In this series, Linda Bevilacqua, President of the Core Knowledge Foundation, will share an instructional materials developer’s perspective on the current materials landscape as well as provide an in-depth look at the Core Knowledge curricular materials. If you have questions you’d like Linda to address, please submit them to ccssmaterials@studentsachieve.net.
If you could give one piece of advice to fellow publishers/instructional materials developers to help them better meet the needs of the field, what would it be?
I really wish that all publishers and instructional materials developers would voluntarily agree to complete a rubric, such as the Instructional Materials Evaluation Tool (IMET) created by Student Achievement Partners, and make it publicly available for anyone to use.
I am specifically thinking that the publisher would complete the Evidence section of the IMET, citing specific examples of how their curriculum or product meets the criteria identified in the IMET. Publishers would not complete the “Meets or Does Not Meet” Rating of each metric; this section would be left blank so that any educator using this tool could evaluate the evidence cited and make their own determination as to whether the criteria had been met.

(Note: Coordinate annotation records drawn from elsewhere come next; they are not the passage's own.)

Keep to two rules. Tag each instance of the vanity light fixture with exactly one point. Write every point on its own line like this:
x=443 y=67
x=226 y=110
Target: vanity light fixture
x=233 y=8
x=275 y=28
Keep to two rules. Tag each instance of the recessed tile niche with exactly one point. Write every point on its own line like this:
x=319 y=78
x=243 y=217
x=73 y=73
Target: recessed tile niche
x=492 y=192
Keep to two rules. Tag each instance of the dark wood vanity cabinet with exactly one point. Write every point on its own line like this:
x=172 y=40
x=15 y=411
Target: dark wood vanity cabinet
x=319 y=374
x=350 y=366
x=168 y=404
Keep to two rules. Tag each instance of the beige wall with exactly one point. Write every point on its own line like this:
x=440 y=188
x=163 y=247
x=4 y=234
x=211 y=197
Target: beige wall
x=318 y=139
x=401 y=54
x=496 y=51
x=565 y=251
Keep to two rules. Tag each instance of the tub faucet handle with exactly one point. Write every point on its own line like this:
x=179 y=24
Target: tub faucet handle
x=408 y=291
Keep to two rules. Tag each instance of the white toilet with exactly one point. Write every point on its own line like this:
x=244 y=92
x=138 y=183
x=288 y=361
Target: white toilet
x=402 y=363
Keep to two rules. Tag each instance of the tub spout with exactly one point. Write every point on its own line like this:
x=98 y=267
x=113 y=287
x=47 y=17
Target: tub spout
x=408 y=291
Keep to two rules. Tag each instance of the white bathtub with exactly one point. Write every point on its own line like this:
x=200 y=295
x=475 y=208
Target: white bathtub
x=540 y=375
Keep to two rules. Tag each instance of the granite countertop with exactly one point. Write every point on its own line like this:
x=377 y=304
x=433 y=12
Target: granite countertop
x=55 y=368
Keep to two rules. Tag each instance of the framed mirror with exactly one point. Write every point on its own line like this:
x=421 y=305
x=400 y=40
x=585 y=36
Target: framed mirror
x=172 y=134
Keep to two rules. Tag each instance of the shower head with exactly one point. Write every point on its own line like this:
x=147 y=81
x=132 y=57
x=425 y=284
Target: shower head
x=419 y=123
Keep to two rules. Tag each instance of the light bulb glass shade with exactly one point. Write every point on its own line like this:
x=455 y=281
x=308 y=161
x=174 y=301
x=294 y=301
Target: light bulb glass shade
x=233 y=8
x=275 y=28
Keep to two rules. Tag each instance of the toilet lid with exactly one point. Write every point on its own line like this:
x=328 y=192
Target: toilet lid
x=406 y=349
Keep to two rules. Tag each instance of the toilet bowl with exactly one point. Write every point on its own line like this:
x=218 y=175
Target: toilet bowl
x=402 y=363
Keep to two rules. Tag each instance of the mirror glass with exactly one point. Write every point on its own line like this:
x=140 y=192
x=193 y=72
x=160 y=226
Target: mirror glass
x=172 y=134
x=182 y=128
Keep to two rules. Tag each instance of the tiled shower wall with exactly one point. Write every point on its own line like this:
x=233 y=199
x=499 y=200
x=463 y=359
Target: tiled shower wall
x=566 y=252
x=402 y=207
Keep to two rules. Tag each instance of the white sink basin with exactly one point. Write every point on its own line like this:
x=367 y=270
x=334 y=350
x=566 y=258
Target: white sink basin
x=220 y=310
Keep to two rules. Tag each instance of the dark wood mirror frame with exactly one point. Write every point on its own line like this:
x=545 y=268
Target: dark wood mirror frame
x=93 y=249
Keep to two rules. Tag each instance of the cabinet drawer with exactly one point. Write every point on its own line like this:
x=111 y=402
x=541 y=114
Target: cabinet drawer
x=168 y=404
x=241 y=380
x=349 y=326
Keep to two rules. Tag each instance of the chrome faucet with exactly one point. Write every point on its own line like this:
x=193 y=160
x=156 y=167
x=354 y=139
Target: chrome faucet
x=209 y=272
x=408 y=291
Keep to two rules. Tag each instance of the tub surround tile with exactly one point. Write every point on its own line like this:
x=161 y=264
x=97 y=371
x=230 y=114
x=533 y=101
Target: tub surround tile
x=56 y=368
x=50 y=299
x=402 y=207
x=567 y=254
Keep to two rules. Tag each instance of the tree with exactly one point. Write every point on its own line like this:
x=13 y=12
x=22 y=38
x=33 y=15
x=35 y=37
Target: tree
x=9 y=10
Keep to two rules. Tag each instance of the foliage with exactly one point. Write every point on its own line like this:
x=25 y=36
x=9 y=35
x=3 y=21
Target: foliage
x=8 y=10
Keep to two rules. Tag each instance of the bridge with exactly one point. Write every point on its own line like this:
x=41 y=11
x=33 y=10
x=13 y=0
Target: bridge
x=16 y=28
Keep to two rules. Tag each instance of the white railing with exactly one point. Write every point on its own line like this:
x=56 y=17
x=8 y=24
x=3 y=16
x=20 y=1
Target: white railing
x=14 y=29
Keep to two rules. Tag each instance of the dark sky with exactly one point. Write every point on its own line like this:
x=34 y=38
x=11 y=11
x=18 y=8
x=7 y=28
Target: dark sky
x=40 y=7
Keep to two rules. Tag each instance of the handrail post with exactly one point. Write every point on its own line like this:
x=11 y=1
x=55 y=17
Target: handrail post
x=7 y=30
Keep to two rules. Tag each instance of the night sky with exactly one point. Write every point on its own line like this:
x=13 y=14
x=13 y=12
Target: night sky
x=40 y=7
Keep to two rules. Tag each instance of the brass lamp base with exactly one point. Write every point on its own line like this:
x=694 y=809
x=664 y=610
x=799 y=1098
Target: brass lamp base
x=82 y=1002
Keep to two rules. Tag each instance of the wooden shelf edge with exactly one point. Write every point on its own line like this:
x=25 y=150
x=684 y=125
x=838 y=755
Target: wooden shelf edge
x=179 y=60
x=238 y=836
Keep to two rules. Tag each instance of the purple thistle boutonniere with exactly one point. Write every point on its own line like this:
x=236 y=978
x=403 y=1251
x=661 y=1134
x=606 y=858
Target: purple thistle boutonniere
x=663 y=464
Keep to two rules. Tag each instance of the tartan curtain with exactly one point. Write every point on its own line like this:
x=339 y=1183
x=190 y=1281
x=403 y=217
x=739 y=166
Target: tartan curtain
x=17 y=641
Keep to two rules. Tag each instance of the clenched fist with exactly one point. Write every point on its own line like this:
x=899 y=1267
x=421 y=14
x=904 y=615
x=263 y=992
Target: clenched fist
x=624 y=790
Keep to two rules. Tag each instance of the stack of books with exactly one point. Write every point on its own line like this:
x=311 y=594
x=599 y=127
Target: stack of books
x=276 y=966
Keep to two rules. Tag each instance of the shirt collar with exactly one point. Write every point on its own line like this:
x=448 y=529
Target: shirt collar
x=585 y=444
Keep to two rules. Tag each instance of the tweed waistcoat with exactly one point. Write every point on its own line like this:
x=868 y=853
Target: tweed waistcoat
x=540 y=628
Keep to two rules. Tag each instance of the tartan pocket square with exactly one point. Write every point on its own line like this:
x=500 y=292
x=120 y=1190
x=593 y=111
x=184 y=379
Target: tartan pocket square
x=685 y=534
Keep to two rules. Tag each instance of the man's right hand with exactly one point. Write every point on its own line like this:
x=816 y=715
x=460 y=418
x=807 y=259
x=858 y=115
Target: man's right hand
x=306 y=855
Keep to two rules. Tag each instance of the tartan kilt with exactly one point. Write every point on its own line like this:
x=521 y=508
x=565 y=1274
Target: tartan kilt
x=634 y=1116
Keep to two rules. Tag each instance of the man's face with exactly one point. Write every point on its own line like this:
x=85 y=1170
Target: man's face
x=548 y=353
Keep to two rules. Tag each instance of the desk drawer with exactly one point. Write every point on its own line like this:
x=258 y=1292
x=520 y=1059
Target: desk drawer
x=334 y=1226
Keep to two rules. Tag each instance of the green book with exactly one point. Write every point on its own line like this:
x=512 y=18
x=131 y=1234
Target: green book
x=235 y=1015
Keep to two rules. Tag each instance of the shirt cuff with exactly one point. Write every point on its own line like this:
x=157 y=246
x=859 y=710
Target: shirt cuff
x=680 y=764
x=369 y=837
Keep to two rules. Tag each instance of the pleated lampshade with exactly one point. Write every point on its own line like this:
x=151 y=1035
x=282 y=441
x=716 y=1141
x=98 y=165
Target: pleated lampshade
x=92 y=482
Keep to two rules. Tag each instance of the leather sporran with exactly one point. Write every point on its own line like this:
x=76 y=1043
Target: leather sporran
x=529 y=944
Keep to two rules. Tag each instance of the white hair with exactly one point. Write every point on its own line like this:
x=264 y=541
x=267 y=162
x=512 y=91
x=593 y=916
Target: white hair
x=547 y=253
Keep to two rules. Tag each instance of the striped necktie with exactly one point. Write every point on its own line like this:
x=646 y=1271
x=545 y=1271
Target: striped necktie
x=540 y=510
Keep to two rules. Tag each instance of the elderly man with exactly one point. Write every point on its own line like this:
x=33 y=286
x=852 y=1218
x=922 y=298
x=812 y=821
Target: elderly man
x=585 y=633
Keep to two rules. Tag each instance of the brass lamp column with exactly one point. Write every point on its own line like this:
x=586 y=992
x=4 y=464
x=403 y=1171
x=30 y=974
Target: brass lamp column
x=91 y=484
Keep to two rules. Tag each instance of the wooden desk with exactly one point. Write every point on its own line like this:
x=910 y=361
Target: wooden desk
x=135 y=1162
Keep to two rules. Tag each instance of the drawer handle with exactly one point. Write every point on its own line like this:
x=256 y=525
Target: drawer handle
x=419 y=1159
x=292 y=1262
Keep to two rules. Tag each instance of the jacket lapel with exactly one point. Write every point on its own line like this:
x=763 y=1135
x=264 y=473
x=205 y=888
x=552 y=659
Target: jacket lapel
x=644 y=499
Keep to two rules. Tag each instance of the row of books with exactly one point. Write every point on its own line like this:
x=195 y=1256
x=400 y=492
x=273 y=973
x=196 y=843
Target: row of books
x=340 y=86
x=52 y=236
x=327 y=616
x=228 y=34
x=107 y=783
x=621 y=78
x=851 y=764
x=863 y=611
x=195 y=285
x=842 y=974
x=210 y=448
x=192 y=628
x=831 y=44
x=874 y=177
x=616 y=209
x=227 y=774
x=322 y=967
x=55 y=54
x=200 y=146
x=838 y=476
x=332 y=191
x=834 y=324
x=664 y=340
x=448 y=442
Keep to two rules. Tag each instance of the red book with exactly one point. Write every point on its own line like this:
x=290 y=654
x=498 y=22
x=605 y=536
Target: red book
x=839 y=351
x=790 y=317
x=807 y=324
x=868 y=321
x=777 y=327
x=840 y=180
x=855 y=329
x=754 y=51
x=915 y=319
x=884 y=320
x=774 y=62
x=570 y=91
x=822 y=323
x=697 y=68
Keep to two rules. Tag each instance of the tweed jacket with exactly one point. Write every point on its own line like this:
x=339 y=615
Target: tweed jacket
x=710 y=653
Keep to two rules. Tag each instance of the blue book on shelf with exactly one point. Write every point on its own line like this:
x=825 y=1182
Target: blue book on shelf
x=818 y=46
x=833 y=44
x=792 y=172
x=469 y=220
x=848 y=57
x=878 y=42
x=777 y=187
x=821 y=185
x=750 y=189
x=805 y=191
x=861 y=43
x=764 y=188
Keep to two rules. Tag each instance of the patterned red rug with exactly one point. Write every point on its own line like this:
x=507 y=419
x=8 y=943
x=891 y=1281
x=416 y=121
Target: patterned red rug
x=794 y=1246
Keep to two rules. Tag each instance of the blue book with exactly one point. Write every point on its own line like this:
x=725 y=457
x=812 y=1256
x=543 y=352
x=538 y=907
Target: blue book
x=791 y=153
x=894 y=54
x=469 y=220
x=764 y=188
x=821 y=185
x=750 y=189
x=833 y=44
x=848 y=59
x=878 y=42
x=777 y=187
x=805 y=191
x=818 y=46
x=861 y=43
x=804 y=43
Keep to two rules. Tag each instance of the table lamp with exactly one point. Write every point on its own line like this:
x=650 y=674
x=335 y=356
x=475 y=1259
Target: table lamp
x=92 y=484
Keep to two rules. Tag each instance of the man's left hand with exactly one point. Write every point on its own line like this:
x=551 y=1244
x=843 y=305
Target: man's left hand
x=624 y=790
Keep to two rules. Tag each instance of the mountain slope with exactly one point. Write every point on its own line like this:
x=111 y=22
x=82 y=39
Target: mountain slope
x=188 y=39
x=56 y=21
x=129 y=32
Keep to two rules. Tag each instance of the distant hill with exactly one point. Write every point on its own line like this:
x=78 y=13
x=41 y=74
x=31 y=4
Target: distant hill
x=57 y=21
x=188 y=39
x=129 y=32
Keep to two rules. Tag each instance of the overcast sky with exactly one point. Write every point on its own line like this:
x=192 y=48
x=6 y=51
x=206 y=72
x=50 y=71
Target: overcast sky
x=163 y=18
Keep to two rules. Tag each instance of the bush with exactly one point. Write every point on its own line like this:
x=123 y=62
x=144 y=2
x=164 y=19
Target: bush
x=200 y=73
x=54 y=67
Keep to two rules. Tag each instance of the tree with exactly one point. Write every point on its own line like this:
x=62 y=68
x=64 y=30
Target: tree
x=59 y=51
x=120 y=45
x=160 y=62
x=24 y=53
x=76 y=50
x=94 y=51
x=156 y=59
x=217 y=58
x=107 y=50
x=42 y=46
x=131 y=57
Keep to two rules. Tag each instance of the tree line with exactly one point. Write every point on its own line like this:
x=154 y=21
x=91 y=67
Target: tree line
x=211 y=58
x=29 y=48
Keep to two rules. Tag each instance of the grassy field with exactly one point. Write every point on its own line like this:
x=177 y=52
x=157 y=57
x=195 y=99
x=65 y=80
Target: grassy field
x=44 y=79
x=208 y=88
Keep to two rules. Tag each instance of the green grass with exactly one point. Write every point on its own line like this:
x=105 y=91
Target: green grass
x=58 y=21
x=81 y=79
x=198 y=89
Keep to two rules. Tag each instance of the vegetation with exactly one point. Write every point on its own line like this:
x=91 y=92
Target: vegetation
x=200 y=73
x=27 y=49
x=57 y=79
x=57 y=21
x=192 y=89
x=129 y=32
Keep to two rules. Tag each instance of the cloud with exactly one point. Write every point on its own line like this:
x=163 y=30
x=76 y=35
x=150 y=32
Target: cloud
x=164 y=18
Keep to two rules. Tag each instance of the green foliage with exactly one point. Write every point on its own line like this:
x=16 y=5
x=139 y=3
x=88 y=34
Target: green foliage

I think this would offer benefits to both publishers and consumers. Publishers know (or should know!) their own materials best and should be able to provide clear and specific examples as evidence of how their product addresses the Standards.
This would shift some of the burden to publishers of proving whether materials are CCSS aligned and would be a real time saver to consumers looking to evaluate materials. Using a single tool, like the IMET, would also allow everyone–publishers and consumers alike–to compare apples to apples in evaluating materials.
As an instructional materials developer, I would welcome the opportunity to complete the IMET in this way and demonstrate to consumers how our published materials align with the CCSS.